Peri stumbled drunkenly into the main console room and stared at the oscillating central column atop the gleaming main console. The vertical motion of the column did little to help her heaving stomach:

‘What a night!’ she murmured, clutching the door frame for support. Suddenly she felt a heavy hand slap onto her back.

‘Good morning, Peri. I trust you slept well?’ said the Doctor, like a beaming early morning sun, with a freshness of vitality that defied Peri’s imagination this early, bounced across to the console

Peri would have been violently sick on his back if she had not restrained herself. ‘Slept well? This machine of yours was bucking about like a bronco! A storm at sea would’ve been calmer.’

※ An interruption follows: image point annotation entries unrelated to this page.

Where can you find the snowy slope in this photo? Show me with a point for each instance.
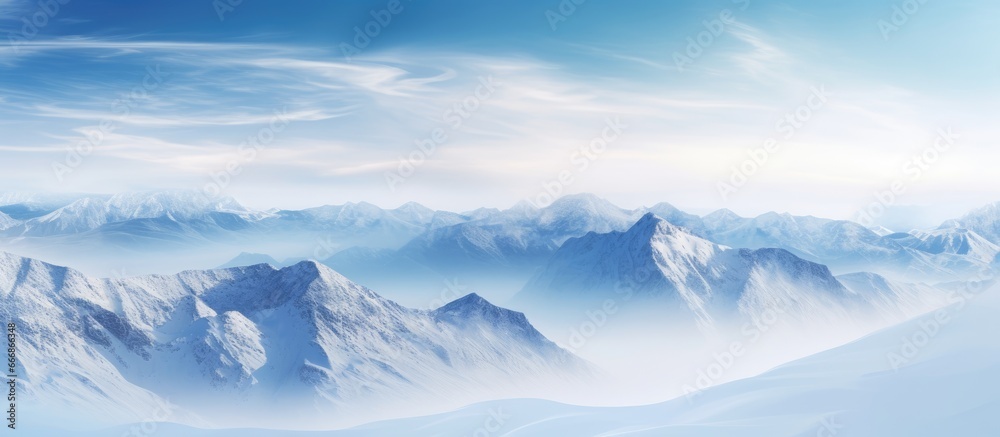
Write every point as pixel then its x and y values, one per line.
pixel 7 222
pixel 666 264
pixel 301 342
pixel 90 213
pixel 955 241
pixel 249 259
pixel 842 245
pixel 935 375
pixel 984 221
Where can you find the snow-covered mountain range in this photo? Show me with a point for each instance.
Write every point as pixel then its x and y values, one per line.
pixel 498 251
pixel 298 343
pixel 658 263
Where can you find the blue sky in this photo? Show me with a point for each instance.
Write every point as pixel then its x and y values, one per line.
pixel 347 122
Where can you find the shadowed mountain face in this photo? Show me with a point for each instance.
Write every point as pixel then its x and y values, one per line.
pixel 301 340
pixel 661 264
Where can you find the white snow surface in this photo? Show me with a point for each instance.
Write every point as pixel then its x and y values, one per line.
pixel 223 346
pixel 934 375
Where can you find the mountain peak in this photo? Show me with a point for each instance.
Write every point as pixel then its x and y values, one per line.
pixel 651 224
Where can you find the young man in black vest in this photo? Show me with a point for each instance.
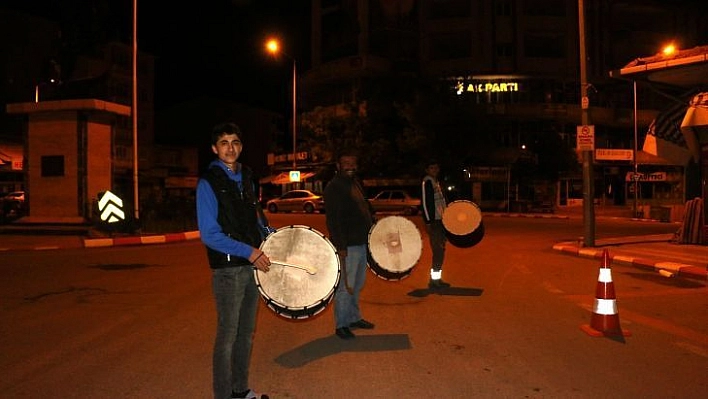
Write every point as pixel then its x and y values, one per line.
pixel 232 229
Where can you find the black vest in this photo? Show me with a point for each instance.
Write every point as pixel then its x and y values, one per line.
pixel 237 214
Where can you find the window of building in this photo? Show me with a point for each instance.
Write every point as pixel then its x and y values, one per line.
pixel 544 45
pixel 502 8
pixel 453 45
pixel 545 8
pixel 52 165
pixel 440 9
pixel 504 50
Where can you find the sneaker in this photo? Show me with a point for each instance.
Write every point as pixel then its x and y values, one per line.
pixel 250 394
pixel 362 324
pixel 344 333
pixel 437 284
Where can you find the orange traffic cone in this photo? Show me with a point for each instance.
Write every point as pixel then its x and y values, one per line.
pixel 605 319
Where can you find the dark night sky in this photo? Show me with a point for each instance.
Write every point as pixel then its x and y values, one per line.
pixel 208 47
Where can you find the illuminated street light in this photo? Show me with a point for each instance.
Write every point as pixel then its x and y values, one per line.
pixel 273 47
pixel 669 49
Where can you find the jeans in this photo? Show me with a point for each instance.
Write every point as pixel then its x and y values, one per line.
pixel 436 233
pixel 236 297
pixel 346 305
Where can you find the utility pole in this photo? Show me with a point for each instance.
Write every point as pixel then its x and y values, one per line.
pixel 588 179
pixel 136 197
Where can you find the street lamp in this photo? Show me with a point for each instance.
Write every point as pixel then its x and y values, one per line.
pixel 273 47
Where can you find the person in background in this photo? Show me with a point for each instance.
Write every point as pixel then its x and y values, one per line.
pixel 433 204
pixel 349 218
pixel 232 229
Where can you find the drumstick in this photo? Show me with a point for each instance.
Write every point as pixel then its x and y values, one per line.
pixel 308 269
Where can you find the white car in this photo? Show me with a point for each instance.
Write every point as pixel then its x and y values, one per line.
pixel 297 200
pixel 395 201
pixel 15 196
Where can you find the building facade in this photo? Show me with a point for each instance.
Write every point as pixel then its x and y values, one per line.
pixel 515 64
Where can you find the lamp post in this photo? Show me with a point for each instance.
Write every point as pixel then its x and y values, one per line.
pixel 134 109
pixel 273 47
pixel 634 175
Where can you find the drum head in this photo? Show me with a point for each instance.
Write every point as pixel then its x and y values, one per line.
pixel 395 245
pixel 463 223
pixel 289 289
pixel 462 217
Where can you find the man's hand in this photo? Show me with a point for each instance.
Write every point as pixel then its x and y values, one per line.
pixel 259 260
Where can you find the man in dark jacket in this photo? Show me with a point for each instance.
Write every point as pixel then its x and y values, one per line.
pixel 349 219
pixel 232 230
pixel 433 204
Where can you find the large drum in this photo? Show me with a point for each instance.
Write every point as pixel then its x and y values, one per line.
pixel 395 245
pixel 304 272
pixel 463 223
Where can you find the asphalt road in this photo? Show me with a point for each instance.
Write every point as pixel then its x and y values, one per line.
pixel 138 322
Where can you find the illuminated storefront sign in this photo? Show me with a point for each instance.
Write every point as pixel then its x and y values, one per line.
pixel 646 177
pixel 486 87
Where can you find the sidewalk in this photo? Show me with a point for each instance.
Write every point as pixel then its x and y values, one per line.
pixel 653 252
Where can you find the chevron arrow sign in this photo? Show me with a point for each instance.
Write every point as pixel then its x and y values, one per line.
pixel 110 207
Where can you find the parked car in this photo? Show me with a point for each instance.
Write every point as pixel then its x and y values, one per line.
pixel 15 195
pixel 297 200
pixel 12 205
pixel 398 201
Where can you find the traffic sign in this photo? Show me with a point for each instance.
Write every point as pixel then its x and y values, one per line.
pixel 585 137
pixel 609 154
pixel 110 207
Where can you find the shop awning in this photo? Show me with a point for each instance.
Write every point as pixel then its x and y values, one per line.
pixel 695 122
pixel 284 178
pixel 665 137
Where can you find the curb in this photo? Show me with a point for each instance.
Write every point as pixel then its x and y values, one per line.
pixel 140 240
pixel 667 269
pixel 526 215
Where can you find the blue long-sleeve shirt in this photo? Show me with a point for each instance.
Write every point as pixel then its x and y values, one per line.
pixel 210 231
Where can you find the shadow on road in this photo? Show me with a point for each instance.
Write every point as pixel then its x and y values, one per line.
pixel 456 291
pixel 331 345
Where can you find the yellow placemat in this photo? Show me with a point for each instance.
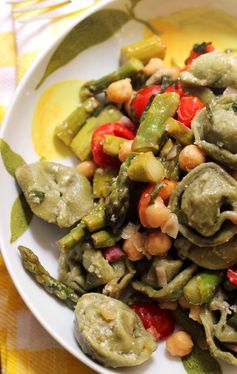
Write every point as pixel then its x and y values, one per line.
pixel 25 347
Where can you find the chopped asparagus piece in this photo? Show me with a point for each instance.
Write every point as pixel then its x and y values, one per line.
pixel 102 181
pixel 146 168
pixel 179 131
pixel 202 287
pixel 66 130
pixel 166 148
pixel 117 203
pixel 93 87
pixel 77 234
pixel 104 238
pixel 112 145
pixel 144 50
pixel 80 144
pixel 151 130
pixel 51 285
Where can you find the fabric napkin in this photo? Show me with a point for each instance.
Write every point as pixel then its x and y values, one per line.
pixel 25 347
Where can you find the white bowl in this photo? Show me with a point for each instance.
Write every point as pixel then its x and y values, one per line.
pixel 182 23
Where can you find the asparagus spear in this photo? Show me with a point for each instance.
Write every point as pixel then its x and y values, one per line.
pixel 144 50
pixel 104 238
pixel 102 181
pixel 51 285
pixel 112 145
pixel 80 144
pixel 179 131
pixel 146 168
pixel 117 203
pixel 202 287
pixel 129 69
pixel 151 130
pixel 92 222
pixel 66 130
pixel 77 234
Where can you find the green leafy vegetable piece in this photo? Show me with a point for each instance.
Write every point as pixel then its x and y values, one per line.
pixel 21 216
pixel 10 159
pixel 87 33
pixel 201 362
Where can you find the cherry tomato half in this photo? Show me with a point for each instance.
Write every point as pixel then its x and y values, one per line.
pixel 188 107
pixel 111 128
pixel 232 276
pixel 158 321
pixel 140 101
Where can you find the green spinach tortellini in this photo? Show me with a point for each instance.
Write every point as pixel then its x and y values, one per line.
pixel 56 193
pixel 213 69
pixel 213 258
pixel 111 332
pixel 215 130
pixel 205 203
pixel 221 335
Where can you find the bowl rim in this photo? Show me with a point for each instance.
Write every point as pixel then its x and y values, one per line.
pixel 41 57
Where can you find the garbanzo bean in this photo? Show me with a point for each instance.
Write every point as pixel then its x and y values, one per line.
pixel 190 157
pixel 157 243
pixel 124 150
pixel 133 246
pixel 184 303
pixel 153 65
pixel 87 168
pixel 156 214
pixel 120 91
pixel 179 344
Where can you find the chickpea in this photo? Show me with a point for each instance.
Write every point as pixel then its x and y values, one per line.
pixel 87 168
pixel 153 65
pixel 133 246
pixel 190 157
pixel 194 313
pixel 157 243
pixel 120 91
pixel 183 302
pixel 179 344
pixel 124 150
pixel 156 214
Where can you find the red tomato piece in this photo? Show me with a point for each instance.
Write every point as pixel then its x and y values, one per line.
pixel 188 107
pixel 141 100
pixel 145 198
pixel 232 276
pixel 111 128
pixel 158 321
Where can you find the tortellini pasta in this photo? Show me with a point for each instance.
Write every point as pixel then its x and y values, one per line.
pixel 111 332
pixel 215 130
pixel 205 203
pixel 213 69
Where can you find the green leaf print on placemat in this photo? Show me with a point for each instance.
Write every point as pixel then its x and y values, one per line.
pixel 93 30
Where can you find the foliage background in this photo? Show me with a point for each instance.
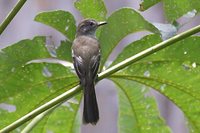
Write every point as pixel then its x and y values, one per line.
pixel 23 20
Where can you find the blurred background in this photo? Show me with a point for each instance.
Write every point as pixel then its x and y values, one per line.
pixel 23 27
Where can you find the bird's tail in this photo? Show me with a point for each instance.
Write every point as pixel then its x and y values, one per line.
pixel 90 109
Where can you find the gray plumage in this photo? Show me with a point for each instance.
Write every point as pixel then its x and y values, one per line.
pixel 86 58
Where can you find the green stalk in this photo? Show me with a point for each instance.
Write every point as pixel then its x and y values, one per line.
pixel 11 15
pixel 102 75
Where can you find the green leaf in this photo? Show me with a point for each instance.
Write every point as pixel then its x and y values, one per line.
pixel 121 23
pixel 28 86
pixel 137 112
pixel 137 47
pixel 64 51
pixel 62 119
pixel 147 4
pixel 174 72
pixel 91 9
pixel 176 8
pixel 62 21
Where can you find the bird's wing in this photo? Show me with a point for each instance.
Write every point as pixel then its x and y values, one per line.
pixel 94 65
pixel 79 66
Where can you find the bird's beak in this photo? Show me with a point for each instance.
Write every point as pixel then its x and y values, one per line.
pixel 102 23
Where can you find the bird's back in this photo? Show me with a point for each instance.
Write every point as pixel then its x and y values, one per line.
pixel 85 47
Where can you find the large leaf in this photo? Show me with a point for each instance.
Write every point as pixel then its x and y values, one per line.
pixel 137 112
pixel 91 9
pixel 120 24
pixel 147 4
pixel 62 21
pixel 62 119
pixel 174 72
pixel 64 51
pixel 176 8
pixel 28 86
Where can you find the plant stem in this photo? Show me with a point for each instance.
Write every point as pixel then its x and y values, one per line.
pixel 102 75
pixel 11 15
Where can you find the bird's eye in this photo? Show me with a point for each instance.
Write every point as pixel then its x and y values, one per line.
pixel 91 23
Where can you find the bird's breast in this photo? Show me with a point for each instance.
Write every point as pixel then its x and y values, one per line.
pixel 86 47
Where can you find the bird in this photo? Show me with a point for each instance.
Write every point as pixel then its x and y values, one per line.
pixel 86 56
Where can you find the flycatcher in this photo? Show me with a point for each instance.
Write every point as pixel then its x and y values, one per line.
pixel 86 59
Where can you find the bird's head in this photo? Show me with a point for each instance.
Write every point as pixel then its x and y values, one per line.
pixel 88 27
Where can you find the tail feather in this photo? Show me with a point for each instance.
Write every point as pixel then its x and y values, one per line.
pixel 90 111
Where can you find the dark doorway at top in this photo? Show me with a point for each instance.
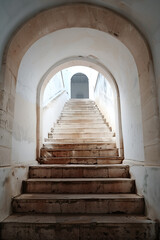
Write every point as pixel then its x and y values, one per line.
pixel 79 86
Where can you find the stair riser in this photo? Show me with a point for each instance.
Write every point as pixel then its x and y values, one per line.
pixel 78 172
pixel 84 140
pixel 81 146
pixel 83 187
pixel 68 118
pixel 80 153
pixel 78 161
pixel 81 135
pixel 85 121
pixel 81 113
pixel 81 130
pixel 80 206
pixel 78 231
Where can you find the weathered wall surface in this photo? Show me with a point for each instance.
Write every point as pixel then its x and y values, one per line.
pixel 105 100
pixel 52 111
pixel 147 183
pixel 10 186
pixel 110 52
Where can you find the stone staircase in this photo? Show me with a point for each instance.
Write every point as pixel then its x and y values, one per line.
pixel 81 190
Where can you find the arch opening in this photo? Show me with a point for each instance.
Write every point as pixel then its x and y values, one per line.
pixel 131 38
pixel 79 86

Lovingly, the Doctor console the console, stroking its sleek lines gently. ‘Don’t listen to her old girl. I still think you’re wonderful.’

‘That’s rich, you care more for that damn instrument panel than you do for me.’ screeched Peri, trying to remain calm but failing miserably.

‘Rubbish,’ intoned the Doctor, ‘it’s just that the TARDIS is a very sensitive machine. It needs a bit of love and affection. I can’t help what it does, after all, it’s about as predictable as English weather.’ Just to make sure the TARDIS wasn’t offended, the Time Lord gave the console another pat.

Deciding she had lost this one to the Doctor’s calm and charm, she sidled her way to his side and gazed nonchalantly at one of the flashing indicator screens. ‘Where are we going?’

‘Who knows?’ replied the Doctor, cheerfully.

Peri doubted if he did. ‘Look, can’t you control this contraption of yours?’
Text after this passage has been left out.